Pune, Chennai and Hyderabad also witnessed an exodus of people from the Northeast. In the national capital Delhi, rumours that people from the Northeast will be targeted, particularly after Ramadan, started circulating.

Union Home Ministry banned bulk SMS and MMS for 15 days to quell rumours and threats. Railways introduced two special trains to meet the rush of people fleeing.

Singh called for maintaining peace at "any cost". Then Bharatiya Janata Party president Nitin Gadkari blamed illegal migrants for the attacks on people from Northeast. Gadkari said the violent mob in Mumbai had waved a Pakistani flag, made provocative remarks and vandalised the martyrs' memorial. He also condemned the attack on the media present and the assault on women police by the demonstrators at Azad Maidan.

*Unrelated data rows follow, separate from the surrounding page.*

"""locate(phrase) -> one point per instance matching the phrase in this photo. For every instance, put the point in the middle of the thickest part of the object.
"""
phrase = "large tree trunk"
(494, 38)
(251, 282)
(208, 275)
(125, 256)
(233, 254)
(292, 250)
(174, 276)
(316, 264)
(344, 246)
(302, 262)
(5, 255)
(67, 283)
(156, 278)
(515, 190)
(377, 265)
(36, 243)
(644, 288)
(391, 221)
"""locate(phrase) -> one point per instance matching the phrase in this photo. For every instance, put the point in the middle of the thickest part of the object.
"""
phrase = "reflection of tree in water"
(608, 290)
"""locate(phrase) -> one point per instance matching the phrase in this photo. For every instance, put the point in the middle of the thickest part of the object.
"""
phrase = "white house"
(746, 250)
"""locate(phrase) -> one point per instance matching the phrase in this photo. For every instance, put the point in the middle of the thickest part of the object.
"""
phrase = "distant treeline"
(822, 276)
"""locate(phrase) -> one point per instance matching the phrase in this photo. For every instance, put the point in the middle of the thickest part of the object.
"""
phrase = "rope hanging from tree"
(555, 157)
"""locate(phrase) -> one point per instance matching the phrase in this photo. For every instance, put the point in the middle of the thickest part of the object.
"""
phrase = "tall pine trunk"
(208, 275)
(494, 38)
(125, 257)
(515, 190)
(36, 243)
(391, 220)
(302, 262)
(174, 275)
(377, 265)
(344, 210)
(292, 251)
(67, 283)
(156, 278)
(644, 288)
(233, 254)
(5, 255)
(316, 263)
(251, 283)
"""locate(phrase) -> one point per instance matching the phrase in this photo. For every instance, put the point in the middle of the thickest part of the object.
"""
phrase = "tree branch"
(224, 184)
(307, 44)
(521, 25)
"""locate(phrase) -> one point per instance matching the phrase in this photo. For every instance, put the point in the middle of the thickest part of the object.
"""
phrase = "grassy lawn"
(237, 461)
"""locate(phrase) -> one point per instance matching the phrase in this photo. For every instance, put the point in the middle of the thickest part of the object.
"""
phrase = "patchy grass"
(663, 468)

DGP Dinesh Reddy of Andhra Pradesh State, said, "Police have been deployed at all localities with a sizeable North-East population, to boost the community's confidence. Besides, round-the-clock police patrols have been organised."

A policeman at Chennai Egmore station, where Howrah-bound trains from the South make a brief halt, remarked about the exodus: "The large crowds remind me of the arrival of Tamil refugees from Sri Lanka decades ago."

On 18 August 2012, Bangalore police arrested three persons for sending SMSs and MMSs, to incite hatred against people from the Northeast. Anees Pasha, Thaseem Nawaz and Shahid Salman Khan were arrested, and four mobiles, two computers and one laptop were seized from them. The culprits are believed to have shown clippings of violence in Assam and told a group of Northeast youth that they would face a similar fate if they continued to stay in Bangalore beyond 20 August.

In Coimbatore, police arrested a person identified as B Mohammed Sheik Hassain for sending more than 200 hate SMSs. According to Hassain, a person named Anvar first sent him the message. Hassain has been charged under the IPC for threat to national integration and creating public mischief, and under the Copyright Act.

Investigators traced the source of hate messages to Islamist groups such as Popular Front of India, Harkat-ul-Jihad al-Islami, Manita Neeti Pasarai and Karnataka Forum for Dignity. The SMS campaign was designed to create panic among people from the Northeast forcing them to flee and to damage the social fabric and economy. The Kerala State Intelligence was asked to check the veracity of the report with respect to the PFI.

===Bangalore===
Messages were circulated warning people of Northeastern states of India to leave Bangalore and other cities before Eid al-Fitr (the festival that marks the end of Ramadan) which was on 20 August 2012.